| 16 March 2010
The M’s cut six more today, sending out OF Ezequiel Carrera to Tacoma and optioning 2B Dustin Ackley, RHPs Danny Cortes, Ricky Orta, and Anthony Varvaro, and LHP Edward Paredes to West Tenn. We are now down to 45 in camp, with 32 on roster and 13 off it. If you’ve noticed something strikingly different about today’s cuts, you aren’t alone.
Carrera, 22, did nothing to hurt himself by hitting .364/.467/.455 in his eleven at-bats. If anything, it supports the fact that he led the Southern League and came in third for the entire minor leagues in on-base percentage for a reason. The Tacoma outfield suddenly gets a lot more interesting merely because he’s around. There are reasons why you’re not going to see him on prospect lists, such as his lack of power and the fact that he plays defense on a good but not elite level, but a good ’10 season could get him on a few lists, with or without the power.
Ackley, 22, actually does have a Baseball-Reference page despite there being nothing on it yet. The big thing for him in camp was that everyone was praising of his abilities to adjust and get better day-by-day and the second base position, which was entirely new to him. They would probably have been nice either way, but I’m willing to take the fact that we’re not enduring the platitudes of “oh, it just takes time, like it would for anyone else” to be something of a good sign. As the hitting went, we did get the trope of “he put the ball in play”, which is a nice way of saying we gave him 19 at-bats and he hit .158/.227/.263, but only struck out twice (and walked the same number of times). Perhaps we were secretly harboring some flighty hope about him coming to the major leagues without ever logging any official time in the minors, but alas it was not to be.
Cortes, recently 23, will get his third season starting in double-A, which is not good, let’s say. Also not good was the allowing four runs on five hits, including a home run in an inning and a third. What is good is the radar gun readings for him, which had him hitting 96 a couple of times, and all the other factors going in on him. Cortes has made a startling amount of progress in terms of his offerings since turning pro and seems at times to be thisclose to putting things together. There is, at the moment, no compelling reason to say this will be the one year he does it and he’s going to be gangbusters from here on out, when he’s been languishing so far, but I’m hopeful for something, and perhaps irrationally so.

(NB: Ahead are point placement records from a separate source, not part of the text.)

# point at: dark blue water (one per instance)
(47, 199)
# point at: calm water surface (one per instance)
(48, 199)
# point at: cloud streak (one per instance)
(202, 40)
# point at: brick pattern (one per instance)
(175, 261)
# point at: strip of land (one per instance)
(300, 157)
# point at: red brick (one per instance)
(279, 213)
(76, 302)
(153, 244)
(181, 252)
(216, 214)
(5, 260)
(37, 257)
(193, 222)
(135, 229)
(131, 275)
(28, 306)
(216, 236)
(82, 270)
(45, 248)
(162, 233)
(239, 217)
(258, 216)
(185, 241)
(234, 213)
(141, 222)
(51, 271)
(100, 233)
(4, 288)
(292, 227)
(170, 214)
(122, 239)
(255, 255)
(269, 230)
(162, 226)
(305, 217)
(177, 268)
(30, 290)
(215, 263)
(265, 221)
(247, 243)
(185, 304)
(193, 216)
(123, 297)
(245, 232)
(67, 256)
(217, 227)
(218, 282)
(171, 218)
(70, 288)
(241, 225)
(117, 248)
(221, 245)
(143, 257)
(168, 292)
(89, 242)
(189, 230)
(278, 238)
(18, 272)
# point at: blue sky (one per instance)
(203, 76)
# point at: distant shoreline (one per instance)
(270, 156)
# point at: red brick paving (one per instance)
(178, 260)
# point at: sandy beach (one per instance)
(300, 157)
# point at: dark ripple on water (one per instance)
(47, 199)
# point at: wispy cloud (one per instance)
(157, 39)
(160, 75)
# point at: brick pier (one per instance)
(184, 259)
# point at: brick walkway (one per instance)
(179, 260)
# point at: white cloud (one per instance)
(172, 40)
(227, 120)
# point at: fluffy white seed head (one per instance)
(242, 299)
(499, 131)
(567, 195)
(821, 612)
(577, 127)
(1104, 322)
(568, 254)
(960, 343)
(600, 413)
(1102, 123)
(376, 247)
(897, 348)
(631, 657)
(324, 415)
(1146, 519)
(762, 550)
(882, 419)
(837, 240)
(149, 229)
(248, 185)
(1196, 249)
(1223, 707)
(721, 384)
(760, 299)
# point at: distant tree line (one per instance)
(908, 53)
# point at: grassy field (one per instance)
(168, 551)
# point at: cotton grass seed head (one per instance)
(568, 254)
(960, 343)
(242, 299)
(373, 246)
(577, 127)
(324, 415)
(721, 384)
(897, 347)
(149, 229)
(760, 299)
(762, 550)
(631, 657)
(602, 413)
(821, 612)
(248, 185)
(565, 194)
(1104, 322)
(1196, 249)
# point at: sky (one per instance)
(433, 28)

Orta, 25, had eight strikeouts and no walks in Venezuela this winter over eight innings. He also gave up two runs on seven hits, with a home run mixed in. I don’t know that he’s as good as he seemed to be in West Tenn last year because he hardly had any hits drop in against him. Nor would I think that his spring training line of two runs in an inning and two-thirds on five hits, a hit batter, two walks, and a K would be representative. He’s another source of intrigue at this point.
Varvaro, 25, is another fellow to watch this season because he had major command issues all of his career and then suddenly got to Arizona for the Fall League and didn’t. His walk rate his first two seasons in the minors was four per nine, not good for any pitcher, and it was six his first year in High Desert before they converted him to relief last year and it jumped to seven. This is a bad trend. But then in Arizona it suddenly dropped to two per nine, albeit in 13.1 innings and suddenly I’m quite interested. More spaghetti for our bullpen consumption in the event that it’s possible that he can sustain it.